Panaches mantelliques et points chauds // Mantle plumes and hotspots

drapeau-francaisLes sismologues de l’Université de Californie à Berkeley ont réalisé pour la première fois un scan en trois dimensions de l’intérieur de la Terre qui montre comment les panaches de roche à très haute température en provenance du manteau terrestre sont reliés à des points chauds qui génèrent des chaînes d’îles volcaniques à la surface de la Terre, omme Hawaï, les Samoa et l’Islande. Exemple de tomodensitométrie de l’intérieur de la Terre, l’image a été générée par une simulation informatique à l’aide de superordinateurs au Lawrence Berkeley National Laboratory.
Contrairement à la tomographie médicale qui utilise des rayons X pour examiner le corps humain, les chercheurs ont produit une image des panaches mantelliques en analysant le déplacement des ondes sismiques à l’intérieur de la Terre lors de puissants séismes qui ont secoué la planète au cours des 20 dernières années.
Des tentatives précédentes pour fournir une image des panaches mantelliques avaient montré des poches de roche à haute température qui s’élevaient dans les zones où les panaches avaient été proposés, mais il était difficile de savoir si ces poches étaient connectées aux points chauds volcaniques à la surface ou aux racines des panaches à la frontière entre le noyau et le manteau, à 2900 kilomètres sous la surface de la Terre.
La nouvelle carte haute résolution du manteau ne montre pas seulement ces connexions pour de nombreux points chauds de la planète, mais elle révèle aussi qu’en dessous d’environ 1000 km, les panaches présentent une largeur comprise entre 600 et 1000 kilomètres, ce qui est jusqu’à cinq fois plus que celle estimée jusqu’à maintenant par les géophysiciens. Les panaches ont probablement une température d’au moins 400 ° C supérieure à celle de la roche environnante.
Les connexions entre les panaches provenant de la partie inférieure du manteau et les points chauds volcaniques ne sont pas directes. En effet, les sommets des panaches s’étalent comme le delta d’un fleuve lorsqu’ils rencontrent la roche moins visqueuse du manteau supérieur.
Les nouvelles images montrent également que les bases de ces panaches sont ancrées à la frontière entre le noyau et le manteau où elle forment deux énormes masses de roche à très haute température, avec chacune un diamètre d’environ 5.000 kilomètres, probablement plus denses que les roches environnantes. On estime que ces deux points d’ancrage – l’un sous l’Afrique, l’autre sous l’Océan Pacifique – sont dans ces zones qui existent depuis 250 millions d’années.
L’analyse effectuée par les superordinateurs n’a pas détecté de panaches sous tous les volcans de points chauds, comme le Parc de Yellowstone. Les panaches qui les alimentent sont peut-être trop minces pour être détectés et la technique de modélisation informatique présente encore des limites.
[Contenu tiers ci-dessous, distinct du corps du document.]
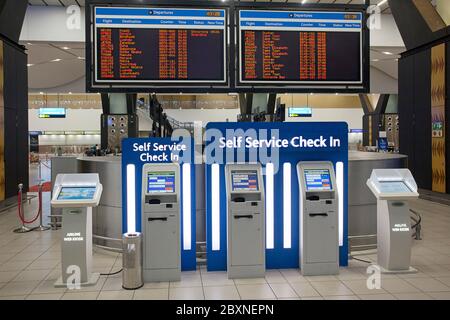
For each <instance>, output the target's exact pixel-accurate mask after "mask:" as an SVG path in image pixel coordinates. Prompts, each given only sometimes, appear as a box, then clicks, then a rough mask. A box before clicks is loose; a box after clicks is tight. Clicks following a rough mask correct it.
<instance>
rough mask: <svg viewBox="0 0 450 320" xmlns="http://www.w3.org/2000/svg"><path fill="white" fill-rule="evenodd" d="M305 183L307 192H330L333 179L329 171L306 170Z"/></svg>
mask: <svg viewBox="0 0 450 320" xmlns="http://www.w3.org/2000/svg"><path fill="white" fill-rule="evenodd" d="M305 181H306V190H307V191H330V190H331V189H332V187H331V178H330V170H328V169H311V170H305Z"/></svg>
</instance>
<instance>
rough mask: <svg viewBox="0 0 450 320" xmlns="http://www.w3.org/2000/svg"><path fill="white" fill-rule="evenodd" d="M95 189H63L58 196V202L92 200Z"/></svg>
mask: <svg viewBox="0 0 450 320" xmlns="http://www.w3.org/2000/svg"><path fill="white" fill-rule="evenodd" d="M95 191H97V188H96V187H63V188H61V191H60V192H59V195H58V200H92V199H94V195H95Z"/></svg>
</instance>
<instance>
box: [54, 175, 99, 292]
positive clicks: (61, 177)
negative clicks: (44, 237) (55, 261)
mask: <svg viewBox="0 0 450 320" xmlns="http://www.w3.org/2000/svg"><path fill="white" fill-rule="evenodd" d="M101 195H102V185H101V184H100V180H99V176H98V174H96V173H95V174H90V173H89V174H59V175H58V176H57V177H56V181H55V186H54V189H53V198H52V201H51V205H52V207H54V208H62V234H63V238H62V244H61V262H62V277H61V278H60V279H59V280H58V281H57V282H56V283H55V286H57V287H66V286H71V285H74V286H78V285H80V286H90V285H95V284H96V283H97V281H98V279H99V277H100V274H98V273H91V269H92V207H96V206H98V203H99V201H100V197H101Z"/></svg>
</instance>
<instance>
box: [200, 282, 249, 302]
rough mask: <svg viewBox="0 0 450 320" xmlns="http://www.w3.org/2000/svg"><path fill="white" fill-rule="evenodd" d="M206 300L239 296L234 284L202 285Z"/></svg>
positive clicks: (236, 299) (239, 297)
mask: <svg viewBox="0 0 450 320" xmlns="http://www.w3.org/2000/svg"><path fill="white" fill-rule="evenodd" d="M204 293H205V299H206V300H239V299H240V298H241V297H240V296H239V293H238V291H237V289H236V287H235V286H234V285H232V286H230V285H226V286H216V287H204Z"/></svg>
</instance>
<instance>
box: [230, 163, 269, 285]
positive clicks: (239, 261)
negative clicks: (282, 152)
mask: <svg viewBox="0 0 450 320" xmlns="http://www.w3.org/2000/svg"><path fill="white" fill-rule="evenodd" d="M226 179H227V183H226V187H227V211H228V213H227V221H228V224H227V225H228V240H227V243H228V250H227V252H228V258H227V268H228V278H231V279H233V278H252V277H264V274H265V264H266V259H265V205H264V203H265V198H264V187H263V178H262V168H261V165H260V164H228V165H226Z"/></svg>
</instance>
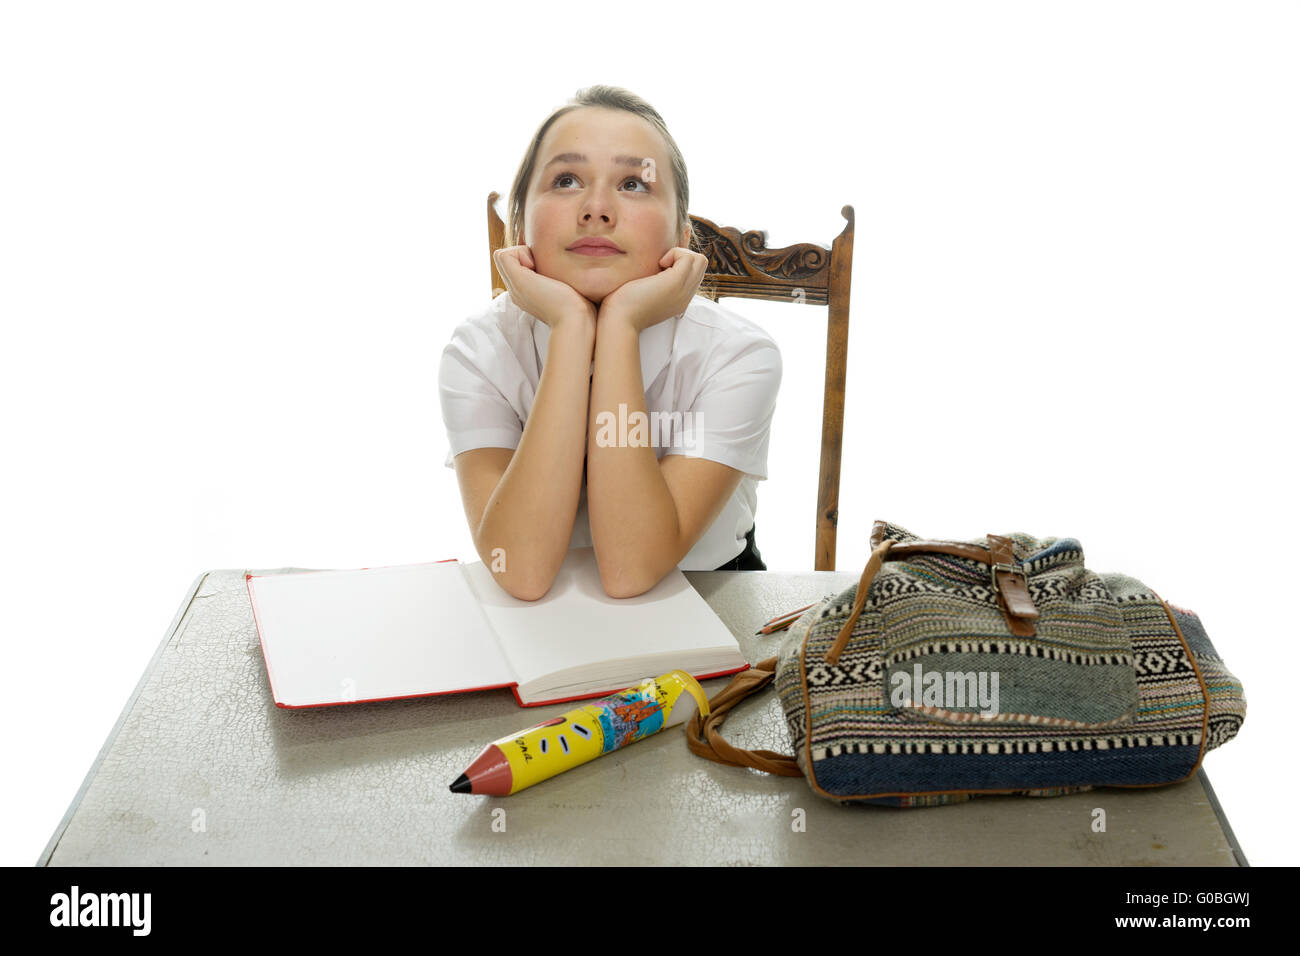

Cette étude a été soutenue par la National Science Foundation et le Conseil Européen de la Recherche.
En cliquant sur ce lien, vous pourrez voir une vidéo montrant la simulation par superordinateur des panaches de roche à haute température pendant leur ascension à travers le manteau, avant de former des chaînes d’îles volcaniques.
https://www.youtube.com/watch?v=tCphzt8iaWc&feature=youtu.be

Source: Université de Californie à Berkeley.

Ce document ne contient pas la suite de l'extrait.